Se la prima cosa che stiamo cercando di fare per limitare e arrestare la diffusione del virus è quella di evitare assembramenti e utilizzo promiscuo di strumenti e cose, come è possibile evitare questo in un luogo, dove in ogni stanza lavorano minimo 50/60 lavoratori contemporaneamente, senza postazioni fisse e con pc, tastiere, mouse e cuffie in comune, senza mascherine e altri dispositivi di protezione? Com’è possibile evitare assembramenti nelle aree break e nei corridoi, se in una struttura lavorano migliaia di dipendenti?

A conferma di ciò, ho appena saputo tramite i social, che presso l’azienda dove lavoro, un ragazzo di 34 anni, positivo al coronavirus, ricoverato venerdì, è morto sabato notte e sembrerebbe che ci siano altri casi di contagio, non ancora ufficialmente comunicati. E l’azienda è tutt’ora aperta e non ha mai comunicato niente a tutti i lavoratori, di tutte le commesse, presenti in azienda.

Dov'è la tutela per noi e di conseguenza anche per gli altri cittadini? Come possiamo aiutare a non diffondere il virus, se la prima fonte di contagio potremmo essere proprio noi grazie al nostro lavoro? Perché non obbligare le aziende e i committenti ad attivare lo smart working o a ricorrere agli ammortizzatori sociali previsti dallo Stato?

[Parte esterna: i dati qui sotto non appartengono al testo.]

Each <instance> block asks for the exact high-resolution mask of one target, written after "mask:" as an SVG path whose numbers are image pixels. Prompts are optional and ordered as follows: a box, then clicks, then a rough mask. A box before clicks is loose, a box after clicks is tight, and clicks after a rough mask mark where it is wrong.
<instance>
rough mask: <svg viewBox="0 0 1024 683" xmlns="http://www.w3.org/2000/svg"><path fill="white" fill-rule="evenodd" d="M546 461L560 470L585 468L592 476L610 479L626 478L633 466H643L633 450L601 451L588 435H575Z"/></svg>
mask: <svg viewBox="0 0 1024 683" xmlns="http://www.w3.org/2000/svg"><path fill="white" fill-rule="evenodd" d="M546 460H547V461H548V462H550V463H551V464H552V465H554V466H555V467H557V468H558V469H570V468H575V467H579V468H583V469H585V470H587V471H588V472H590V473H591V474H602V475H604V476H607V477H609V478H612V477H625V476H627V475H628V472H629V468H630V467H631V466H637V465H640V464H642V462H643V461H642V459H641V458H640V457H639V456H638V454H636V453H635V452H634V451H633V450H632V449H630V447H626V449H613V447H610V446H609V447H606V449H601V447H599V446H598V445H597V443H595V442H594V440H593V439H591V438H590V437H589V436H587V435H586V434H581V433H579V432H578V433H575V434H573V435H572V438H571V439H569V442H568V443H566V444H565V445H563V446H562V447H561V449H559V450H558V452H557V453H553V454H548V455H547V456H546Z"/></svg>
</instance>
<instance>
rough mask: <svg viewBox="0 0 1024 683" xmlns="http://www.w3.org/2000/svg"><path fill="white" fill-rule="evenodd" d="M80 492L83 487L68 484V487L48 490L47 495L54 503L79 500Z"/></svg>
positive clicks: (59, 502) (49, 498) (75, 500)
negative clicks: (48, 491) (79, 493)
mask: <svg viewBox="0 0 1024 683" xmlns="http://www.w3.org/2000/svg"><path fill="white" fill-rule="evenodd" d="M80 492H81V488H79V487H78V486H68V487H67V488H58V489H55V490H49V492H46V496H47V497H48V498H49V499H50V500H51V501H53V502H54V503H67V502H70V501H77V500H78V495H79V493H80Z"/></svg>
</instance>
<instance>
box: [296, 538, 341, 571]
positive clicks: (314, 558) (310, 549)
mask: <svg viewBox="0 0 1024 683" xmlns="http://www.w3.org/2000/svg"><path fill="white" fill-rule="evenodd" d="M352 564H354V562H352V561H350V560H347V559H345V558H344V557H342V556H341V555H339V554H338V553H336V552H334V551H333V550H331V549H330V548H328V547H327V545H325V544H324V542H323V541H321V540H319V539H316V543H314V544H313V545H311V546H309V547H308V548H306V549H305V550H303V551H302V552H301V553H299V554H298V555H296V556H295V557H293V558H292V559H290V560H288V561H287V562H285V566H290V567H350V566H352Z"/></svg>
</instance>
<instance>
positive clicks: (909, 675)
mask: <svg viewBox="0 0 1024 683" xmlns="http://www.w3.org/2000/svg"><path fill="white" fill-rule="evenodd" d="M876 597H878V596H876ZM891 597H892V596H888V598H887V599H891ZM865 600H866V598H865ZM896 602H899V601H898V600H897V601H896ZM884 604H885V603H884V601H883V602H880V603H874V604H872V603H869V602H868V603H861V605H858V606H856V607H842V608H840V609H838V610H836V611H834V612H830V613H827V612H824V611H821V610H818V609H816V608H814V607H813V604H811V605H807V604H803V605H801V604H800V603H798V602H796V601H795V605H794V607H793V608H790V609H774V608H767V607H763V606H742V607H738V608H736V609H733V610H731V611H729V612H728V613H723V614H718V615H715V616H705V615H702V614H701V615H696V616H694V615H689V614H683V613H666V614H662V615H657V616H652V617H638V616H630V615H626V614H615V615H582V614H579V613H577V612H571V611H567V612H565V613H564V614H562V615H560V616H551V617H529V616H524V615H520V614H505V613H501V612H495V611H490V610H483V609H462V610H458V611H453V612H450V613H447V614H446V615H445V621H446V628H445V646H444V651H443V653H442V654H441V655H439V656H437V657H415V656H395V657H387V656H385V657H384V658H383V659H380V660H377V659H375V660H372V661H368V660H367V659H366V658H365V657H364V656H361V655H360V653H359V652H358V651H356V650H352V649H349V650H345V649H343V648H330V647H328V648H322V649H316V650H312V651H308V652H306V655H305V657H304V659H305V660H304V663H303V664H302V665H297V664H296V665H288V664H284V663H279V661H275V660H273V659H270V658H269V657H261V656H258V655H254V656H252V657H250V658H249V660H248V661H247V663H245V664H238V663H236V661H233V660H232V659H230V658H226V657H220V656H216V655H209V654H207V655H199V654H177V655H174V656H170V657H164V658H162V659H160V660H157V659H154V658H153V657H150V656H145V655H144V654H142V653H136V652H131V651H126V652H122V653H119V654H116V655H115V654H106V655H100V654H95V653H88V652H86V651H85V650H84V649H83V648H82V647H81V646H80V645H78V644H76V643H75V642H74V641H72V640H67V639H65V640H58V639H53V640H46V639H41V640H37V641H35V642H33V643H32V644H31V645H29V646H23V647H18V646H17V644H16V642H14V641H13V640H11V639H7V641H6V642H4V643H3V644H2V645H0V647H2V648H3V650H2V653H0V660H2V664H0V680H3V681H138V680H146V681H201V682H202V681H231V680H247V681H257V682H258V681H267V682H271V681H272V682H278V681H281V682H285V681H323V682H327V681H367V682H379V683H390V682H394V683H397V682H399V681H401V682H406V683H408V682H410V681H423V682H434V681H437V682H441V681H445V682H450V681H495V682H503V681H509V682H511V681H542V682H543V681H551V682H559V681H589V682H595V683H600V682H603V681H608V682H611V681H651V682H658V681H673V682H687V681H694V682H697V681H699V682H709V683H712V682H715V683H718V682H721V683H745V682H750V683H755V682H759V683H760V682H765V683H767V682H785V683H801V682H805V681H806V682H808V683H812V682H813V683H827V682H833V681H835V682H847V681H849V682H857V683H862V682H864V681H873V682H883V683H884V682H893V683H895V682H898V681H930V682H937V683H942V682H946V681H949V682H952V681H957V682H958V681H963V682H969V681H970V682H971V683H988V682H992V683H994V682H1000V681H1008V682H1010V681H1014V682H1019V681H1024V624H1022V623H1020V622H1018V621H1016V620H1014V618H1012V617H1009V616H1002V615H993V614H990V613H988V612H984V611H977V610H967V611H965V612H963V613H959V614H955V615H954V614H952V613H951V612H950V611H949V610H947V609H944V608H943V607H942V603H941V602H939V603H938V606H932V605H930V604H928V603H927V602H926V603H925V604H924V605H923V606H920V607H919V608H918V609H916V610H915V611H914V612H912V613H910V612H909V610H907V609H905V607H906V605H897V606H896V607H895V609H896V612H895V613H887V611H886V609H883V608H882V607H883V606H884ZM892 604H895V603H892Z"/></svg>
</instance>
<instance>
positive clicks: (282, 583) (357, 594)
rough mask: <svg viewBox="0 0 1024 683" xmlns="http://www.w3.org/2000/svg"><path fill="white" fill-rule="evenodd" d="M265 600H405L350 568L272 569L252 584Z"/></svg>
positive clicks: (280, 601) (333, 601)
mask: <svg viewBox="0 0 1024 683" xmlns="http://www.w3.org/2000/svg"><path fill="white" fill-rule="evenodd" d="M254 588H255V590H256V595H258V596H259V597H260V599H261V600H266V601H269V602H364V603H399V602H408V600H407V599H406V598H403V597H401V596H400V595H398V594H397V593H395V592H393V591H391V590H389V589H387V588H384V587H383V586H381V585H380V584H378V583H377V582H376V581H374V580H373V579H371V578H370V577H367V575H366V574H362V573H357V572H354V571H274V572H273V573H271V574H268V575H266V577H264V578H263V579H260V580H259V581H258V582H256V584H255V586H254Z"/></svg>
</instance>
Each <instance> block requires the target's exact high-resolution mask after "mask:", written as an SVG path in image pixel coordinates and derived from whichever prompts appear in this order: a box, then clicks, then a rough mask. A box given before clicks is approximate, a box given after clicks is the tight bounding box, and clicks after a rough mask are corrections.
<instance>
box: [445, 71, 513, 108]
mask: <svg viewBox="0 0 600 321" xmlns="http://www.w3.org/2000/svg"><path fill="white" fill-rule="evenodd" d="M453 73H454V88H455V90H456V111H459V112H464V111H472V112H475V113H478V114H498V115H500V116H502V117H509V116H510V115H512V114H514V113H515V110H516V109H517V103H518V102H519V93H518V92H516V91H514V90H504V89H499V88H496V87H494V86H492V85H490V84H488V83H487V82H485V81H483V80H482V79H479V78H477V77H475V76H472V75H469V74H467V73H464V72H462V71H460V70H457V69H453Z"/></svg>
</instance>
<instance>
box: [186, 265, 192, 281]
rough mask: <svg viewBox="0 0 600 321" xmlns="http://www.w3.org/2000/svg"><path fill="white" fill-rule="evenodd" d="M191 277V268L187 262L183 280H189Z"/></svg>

Nella mia azienda, nonostante sindacati e lavoratori chiedano lo smart working dalla data della prima ordinanza del Governo, ad oggi l’azienda non l’ha ancora attivato. Come possiamo tutelarci e tutelare gli altri, se essendo in clausola sociale, le richieste di ferie o permessi anticipati e persino i permessi non retribuiti ci vengono negati. Tantissimi lavoratori hanno famiglie , soggetti anziani e con malattie, e in una situazione lavorativa di questo tipo, a cui si aggiunge per molti anche il tragitto con i mezzi pubblici, si trovano ad affrontare un rischio elevato di contagio e a non avere nessuna tutela.

Mi auguro che venga pubblicata questa segnalazione e che serva ad aiutare tutti i lavoratori nelle medesime condizioni che vogliono #restareacasa , ma sono invece obbligati a #nonrestareacasa e a mettere a rischio la loro salute e quella di chi li circonda".